DVD of the film
Das Cabinet des Dr. Caligari
with the soundtrack by Edison Studio – Cineteca di Bologna Editions
.
with the support of SIAE for the project “SIAE – classici di oggi”
.Double Dvd with booklet (duration 77′ + Dvd extra 133′ + book of 56 pages)
price: 16.90 €
Cineteca di Bologna Edition
a film by Robert Wiene
Language: German with Italian subtitles
with double audio track:
soundtrack by Edison Studio 5.1 DTS and Stereo
instrumental soundtrack by Timothy Brock
Restoration by Friedrich-Wilhelm-Murnau-Stiftung, Wiesbaden with the support of Bertelsmann SE & Co. KGaA, Gutersloh; VGF Verwertungsgesellschaft fur Nutzungsrechte an Filmwerken mbH; and Der Beauftragte der Bundesregierung fiir Kultur und Medien
Contents Book
In the booklet, essays by David Robinson and Leonardo Quaresima, the ‘psychological reading’ by Siegfried Kracauer, texts on restoration (Anke Wilkening) and music
(Giulio Latini and Timothy Brock) and a critical anthology.
Rarity and Insights
Genuine – Die Tragèdie eines seltsamen Hauses by Robert Wiene (Germany / 1920, 69 ′)
Becoming Caligari. Fortunes and misadventures of an epochal film. Commentary on the film by Francesco Pitassio (Italy / 2016, 14 ‘)
Caligari: the birth of horror in the First World War by Rùdiger Suchsland (Germany / 2014. 50 ‘)
Caligari is one of the capital films of the entire history of cinema, the nightmare film par excellence, one of the very few capable of putting a face to fear. It came out in 1920 and is the forefather of German expressionism, but its influence will reverberate well beyond that season. The dark story of the hypnotist Caligari and the sleepwalker-homicide subjected to his will is a horror story which, according to the famous reading by Siegfried Kracauer, prefigures the Nazi catastrophe, but which above all stirs, like no other artistic production of era, the ghosts of the unconscious with which Freud and psychoanalysis were challenging European culture. A fundamental role in the longevity of the Caligari myth is played by the radical innovation of painted sets, those hallucinatory architectures that “seem to vibrate with an extraordinary inner life” (Lotte H. Eisner).

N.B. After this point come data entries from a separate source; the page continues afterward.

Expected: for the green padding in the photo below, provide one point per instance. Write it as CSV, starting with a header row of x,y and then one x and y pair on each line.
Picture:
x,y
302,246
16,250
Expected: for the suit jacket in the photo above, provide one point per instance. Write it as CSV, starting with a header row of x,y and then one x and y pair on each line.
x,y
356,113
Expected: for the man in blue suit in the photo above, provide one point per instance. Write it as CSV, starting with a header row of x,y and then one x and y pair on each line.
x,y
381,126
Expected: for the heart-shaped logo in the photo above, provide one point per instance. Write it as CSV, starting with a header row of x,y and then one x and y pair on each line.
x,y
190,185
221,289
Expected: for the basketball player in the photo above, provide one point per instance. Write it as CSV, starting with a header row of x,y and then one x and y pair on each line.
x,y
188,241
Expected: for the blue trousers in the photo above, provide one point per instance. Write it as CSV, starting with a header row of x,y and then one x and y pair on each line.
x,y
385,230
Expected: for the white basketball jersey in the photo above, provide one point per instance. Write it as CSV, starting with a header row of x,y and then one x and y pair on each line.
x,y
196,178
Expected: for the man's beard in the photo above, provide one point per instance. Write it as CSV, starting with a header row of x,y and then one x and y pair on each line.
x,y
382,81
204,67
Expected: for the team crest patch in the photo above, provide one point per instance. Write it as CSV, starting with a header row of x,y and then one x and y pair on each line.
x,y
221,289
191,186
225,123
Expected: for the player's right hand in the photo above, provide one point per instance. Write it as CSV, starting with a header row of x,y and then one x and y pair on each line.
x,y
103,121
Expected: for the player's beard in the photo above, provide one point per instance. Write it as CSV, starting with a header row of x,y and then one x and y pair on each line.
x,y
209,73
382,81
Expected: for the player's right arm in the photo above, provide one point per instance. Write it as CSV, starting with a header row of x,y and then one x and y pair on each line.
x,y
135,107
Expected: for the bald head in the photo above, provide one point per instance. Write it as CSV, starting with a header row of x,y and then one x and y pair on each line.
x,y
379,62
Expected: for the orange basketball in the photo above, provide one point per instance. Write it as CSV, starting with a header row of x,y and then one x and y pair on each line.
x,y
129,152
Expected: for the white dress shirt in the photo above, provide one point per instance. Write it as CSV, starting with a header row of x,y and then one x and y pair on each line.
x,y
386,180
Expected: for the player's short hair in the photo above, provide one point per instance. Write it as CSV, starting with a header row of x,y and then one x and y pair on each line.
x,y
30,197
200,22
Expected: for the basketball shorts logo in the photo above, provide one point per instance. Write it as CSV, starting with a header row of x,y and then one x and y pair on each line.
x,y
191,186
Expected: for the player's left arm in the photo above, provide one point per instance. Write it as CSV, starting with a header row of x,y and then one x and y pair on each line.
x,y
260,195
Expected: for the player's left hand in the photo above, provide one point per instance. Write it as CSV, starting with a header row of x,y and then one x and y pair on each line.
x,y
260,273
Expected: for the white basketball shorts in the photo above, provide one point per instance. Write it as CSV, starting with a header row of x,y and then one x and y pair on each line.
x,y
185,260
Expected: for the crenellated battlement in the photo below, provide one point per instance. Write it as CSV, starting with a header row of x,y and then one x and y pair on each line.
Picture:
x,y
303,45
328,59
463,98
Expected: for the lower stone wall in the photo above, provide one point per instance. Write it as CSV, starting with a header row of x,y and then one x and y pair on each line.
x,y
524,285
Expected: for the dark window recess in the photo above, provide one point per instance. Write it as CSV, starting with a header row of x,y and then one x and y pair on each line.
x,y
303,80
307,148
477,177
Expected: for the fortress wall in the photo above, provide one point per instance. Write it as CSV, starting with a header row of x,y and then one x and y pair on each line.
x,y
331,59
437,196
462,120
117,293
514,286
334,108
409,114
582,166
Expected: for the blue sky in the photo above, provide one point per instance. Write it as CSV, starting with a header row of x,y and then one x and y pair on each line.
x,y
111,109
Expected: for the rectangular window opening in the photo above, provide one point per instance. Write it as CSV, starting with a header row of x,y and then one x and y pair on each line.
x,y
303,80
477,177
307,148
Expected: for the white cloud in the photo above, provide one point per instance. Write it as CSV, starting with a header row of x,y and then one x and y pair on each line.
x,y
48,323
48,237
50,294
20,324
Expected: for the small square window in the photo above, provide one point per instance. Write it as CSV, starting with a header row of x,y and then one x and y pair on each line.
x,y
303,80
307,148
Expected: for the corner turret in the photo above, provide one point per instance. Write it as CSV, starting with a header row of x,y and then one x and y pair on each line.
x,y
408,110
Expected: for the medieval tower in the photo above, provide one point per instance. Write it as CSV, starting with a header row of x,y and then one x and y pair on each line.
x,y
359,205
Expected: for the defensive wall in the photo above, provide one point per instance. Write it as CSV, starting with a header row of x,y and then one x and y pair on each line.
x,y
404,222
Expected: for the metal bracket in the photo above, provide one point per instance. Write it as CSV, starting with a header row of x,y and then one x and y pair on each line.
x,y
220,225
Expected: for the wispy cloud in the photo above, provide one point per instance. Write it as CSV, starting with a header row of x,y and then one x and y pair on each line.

We present Caligari in the most complete restored version to date, accompanied by two audio tracks of totally opposite style: the music composed and directed by Timothy Brock and performed by the Brussels Philharmonic orchestra and the electro-acoustic soundtrack by Edison Studio (Mauro Cardi, Luigi Ceccarelli, Fabio Cifariello Ciardi and Alessandro Cipriani).